Concrètement, nous retrouvons les trois grands opérateurs producteurs de données publiques que sont l'INSEE, l'IGN et Météo-France, les ratios calculés montrent que le produit attendu des redevances représente respectivement 20,2% des dépenses de fonctionnement du service pour l'INSEE, 26% des ressources propres de l'organisme pour l'IGN/IFN et 14,5% des ressources propres de Météo-France. Ces montants sont donc très significatifs et bien supérieurs à la limite que nous avions proposée de 5% ou plus du montant, soit des dépenses de fonctionnement, soit des ressources propres de l'organisme considéré (le critère est alternatif et dépend de la forme de l'organisme et de sa documentation dans les jaunes budgétaires, ainsi que de l'importance de ses ressources propres par rapport à ses dépenses de fonctionnement lorsque les deux catégories sont identifiées) [7].

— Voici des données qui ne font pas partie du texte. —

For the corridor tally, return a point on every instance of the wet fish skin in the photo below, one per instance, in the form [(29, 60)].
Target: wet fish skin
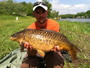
[(45, 40)]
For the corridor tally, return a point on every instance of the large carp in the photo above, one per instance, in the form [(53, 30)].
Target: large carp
[(44, 40)]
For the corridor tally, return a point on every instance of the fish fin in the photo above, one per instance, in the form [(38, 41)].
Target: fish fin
[(41, 53), (73, 54)]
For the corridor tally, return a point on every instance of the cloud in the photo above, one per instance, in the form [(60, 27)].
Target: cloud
[(67, 8)]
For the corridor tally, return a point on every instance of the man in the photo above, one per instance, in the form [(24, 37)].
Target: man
[(53, 58)]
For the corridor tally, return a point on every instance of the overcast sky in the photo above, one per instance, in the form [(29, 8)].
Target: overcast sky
[(66, 6)]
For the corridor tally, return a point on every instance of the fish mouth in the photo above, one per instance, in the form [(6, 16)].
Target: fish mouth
[(11, 38)]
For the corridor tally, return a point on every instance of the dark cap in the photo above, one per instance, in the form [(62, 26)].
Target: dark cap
[(40, 4)]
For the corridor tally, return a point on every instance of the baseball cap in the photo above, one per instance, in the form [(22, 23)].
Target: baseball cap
[(40, 4)]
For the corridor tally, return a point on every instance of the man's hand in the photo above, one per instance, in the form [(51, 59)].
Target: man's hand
[(26, 45), (56, 48)]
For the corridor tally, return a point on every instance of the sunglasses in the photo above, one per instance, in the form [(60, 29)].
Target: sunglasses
[(37, 3)]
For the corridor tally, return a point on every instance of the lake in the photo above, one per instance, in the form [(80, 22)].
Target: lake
[(76, 20)]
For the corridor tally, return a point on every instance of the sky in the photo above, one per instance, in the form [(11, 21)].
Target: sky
[(66, 6)]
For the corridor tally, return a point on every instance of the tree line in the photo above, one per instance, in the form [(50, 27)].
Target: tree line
[(78, 15), (10, 7)]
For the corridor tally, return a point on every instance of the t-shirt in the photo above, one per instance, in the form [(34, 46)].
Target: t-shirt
[(51, 25)]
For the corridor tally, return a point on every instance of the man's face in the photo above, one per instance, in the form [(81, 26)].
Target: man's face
[(41, 15)]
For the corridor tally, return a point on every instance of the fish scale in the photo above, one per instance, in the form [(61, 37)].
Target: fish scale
[(44, 40)]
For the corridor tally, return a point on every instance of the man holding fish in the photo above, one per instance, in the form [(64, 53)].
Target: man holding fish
[(53, 58)]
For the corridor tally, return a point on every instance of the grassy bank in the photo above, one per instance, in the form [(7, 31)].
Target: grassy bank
[(78, 33)]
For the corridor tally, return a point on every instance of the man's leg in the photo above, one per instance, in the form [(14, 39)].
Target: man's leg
[(31, 62), (54, 60)]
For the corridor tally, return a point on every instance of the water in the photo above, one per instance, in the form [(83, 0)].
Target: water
[(76, 20)]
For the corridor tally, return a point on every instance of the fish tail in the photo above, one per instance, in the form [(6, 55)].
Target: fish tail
[(73, 54)]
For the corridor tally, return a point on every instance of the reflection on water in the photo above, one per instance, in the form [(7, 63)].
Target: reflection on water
[(77, 20)]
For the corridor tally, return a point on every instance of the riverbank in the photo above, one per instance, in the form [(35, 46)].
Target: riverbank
[(76, 20), (78, 33)]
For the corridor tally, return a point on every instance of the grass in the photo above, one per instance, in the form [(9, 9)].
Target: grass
[(78, 33)]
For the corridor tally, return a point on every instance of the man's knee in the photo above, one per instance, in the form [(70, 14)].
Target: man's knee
[(30, 62), (54, 60)]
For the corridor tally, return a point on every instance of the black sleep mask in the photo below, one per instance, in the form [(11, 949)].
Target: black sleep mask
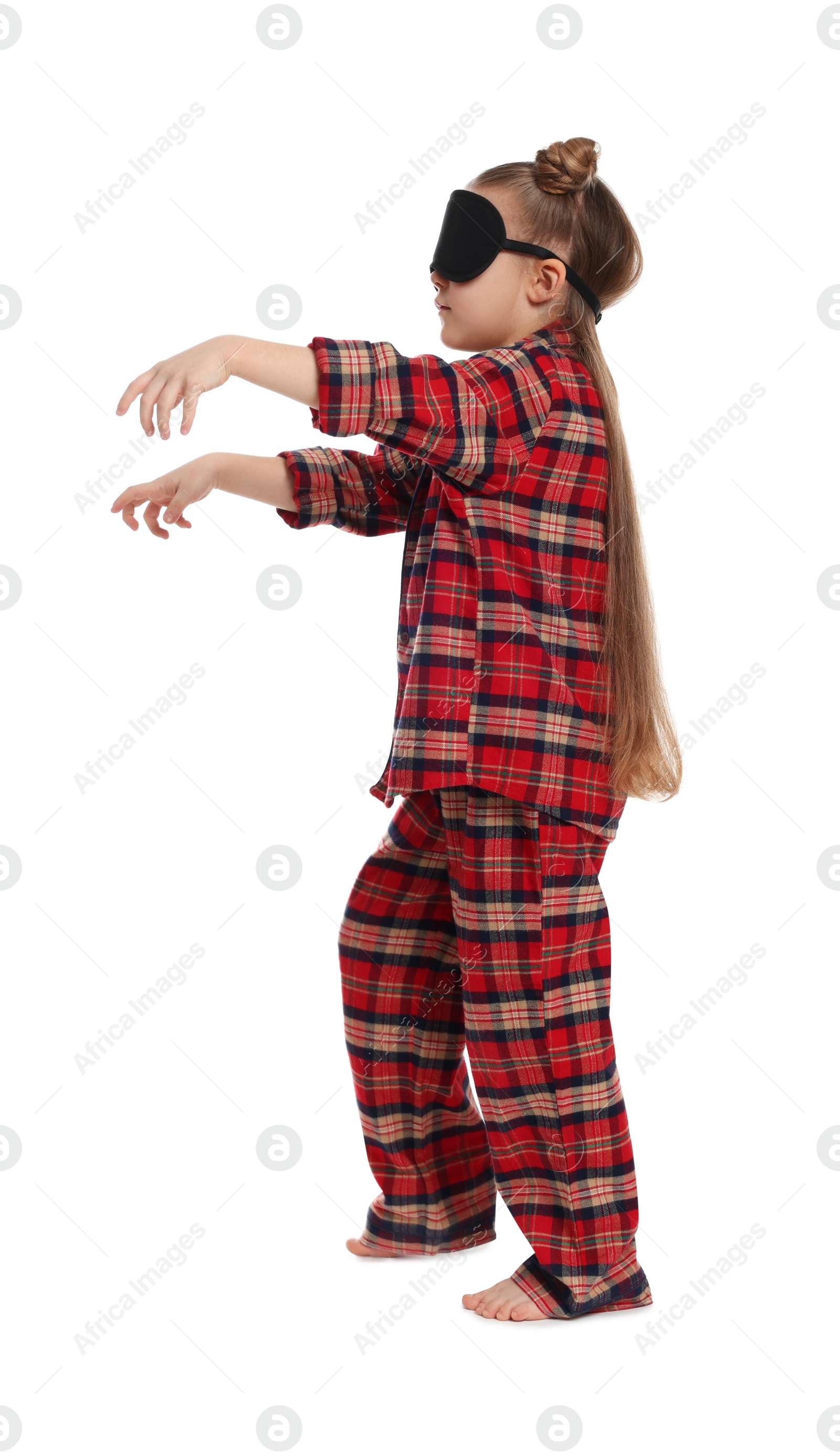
[(472, 236)]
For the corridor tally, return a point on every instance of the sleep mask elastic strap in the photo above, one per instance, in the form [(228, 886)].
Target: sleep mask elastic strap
[(509, 247)]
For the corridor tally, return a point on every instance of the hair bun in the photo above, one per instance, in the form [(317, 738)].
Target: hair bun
[(567, 166)]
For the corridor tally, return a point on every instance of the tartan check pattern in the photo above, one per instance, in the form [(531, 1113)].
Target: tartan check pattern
[(496, 468), (481, 922)]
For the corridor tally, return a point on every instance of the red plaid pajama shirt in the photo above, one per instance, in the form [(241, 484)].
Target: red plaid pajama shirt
[(496, 468)]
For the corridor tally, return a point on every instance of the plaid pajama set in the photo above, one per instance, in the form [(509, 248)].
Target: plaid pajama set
[(479, 919)]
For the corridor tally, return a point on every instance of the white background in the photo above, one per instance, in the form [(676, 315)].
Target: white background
[(159, 853)]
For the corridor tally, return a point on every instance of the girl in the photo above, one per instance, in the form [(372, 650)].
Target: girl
[(529, 708)]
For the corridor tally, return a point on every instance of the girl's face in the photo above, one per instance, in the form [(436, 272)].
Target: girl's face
[(507, 302)]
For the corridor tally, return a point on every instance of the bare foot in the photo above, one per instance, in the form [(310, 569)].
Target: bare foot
[(503, 1301), (357, 1247)]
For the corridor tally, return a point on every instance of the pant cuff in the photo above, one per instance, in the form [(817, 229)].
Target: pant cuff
[(558, 1302)]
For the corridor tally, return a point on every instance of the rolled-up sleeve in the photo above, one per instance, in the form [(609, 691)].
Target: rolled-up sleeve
[(364, 494), (475, 421)]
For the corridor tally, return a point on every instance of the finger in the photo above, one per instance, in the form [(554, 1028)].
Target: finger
[(166, 403), (149, 399), (151, 518), (191, 396), (134, 389), (178, 504), (162, 490)]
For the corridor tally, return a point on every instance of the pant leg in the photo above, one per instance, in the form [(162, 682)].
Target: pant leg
[(405, 1034), (535, 943)]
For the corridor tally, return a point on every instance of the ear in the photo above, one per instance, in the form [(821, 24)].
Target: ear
[(547, 280)]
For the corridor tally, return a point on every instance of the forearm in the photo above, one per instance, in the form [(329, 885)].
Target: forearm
[(287, 369), (259, 478)]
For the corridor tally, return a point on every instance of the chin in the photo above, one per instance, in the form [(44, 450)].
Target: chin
[(456, 337)]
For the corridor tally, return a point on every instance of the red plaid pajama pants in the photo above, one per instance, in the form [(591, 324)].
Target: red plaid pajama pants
[(481, 921)]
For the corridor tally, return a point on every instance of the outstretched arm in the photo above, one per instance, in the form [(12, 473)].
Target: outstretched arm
[(287, 369), (261, 478)]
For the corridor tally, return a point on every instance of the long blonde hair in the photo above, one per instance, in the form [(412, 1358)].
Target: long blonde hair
[(562, 204)]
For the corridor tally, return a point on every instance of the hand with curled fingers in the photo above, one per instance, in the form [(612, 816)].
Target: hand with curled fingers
[(184, 377), (175, 491)]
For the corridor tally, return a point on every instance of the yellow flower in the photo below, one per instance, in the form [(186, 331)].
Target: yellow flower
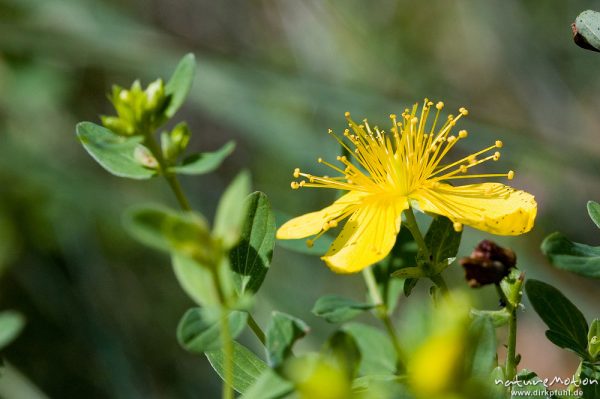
[(392, 171)]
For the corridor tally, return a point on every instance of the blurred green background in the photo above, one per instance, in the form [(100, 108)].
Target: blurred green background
[(273, 75)]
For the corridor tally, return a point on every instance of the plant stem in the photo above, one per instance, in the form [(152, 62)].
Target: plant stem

Pour l'INSEE, il faut s'interroger sur la faisabilité de la mise en ligne gratuite des anciennes bases SIRENE, l'intérêt économique résidant dans l'exploitation de sa remise à jour (logique flux/stock), et si à terme il ne conviendrait pas d'élargir le spectre de libération selon une logique données brutes/données structurées, les premières devenant immédiatement accessibles sans abonnement contrairement aux secondes.

Pour l'IGN, dont les redevances reposent actuellement essentiellement sur le stock (fonds cartographiques, bases de données topographiques, etc.). La logique d'ouverture vers la gratuité est peut-être inverse de la première. L'ouverture des données brutes non structurée pourrait précéder l'ouverture du stock qui demeure fortement valorisé. N'ayant pas la répartition des redevances en fonction de chaque type de données, il n'est pas possible d'avancer plus avant dans cette réflexion.

S'agissant de Météo-France, on retrouve un schéma proche de celui identifié avec l'INSEE. La valorisation reposant non pas sur le stock, mais sur le flux. Il faut s'interroger sur la possibilité d'ouvrir progressivement à la gratuité le stock, le flux restant tarifé.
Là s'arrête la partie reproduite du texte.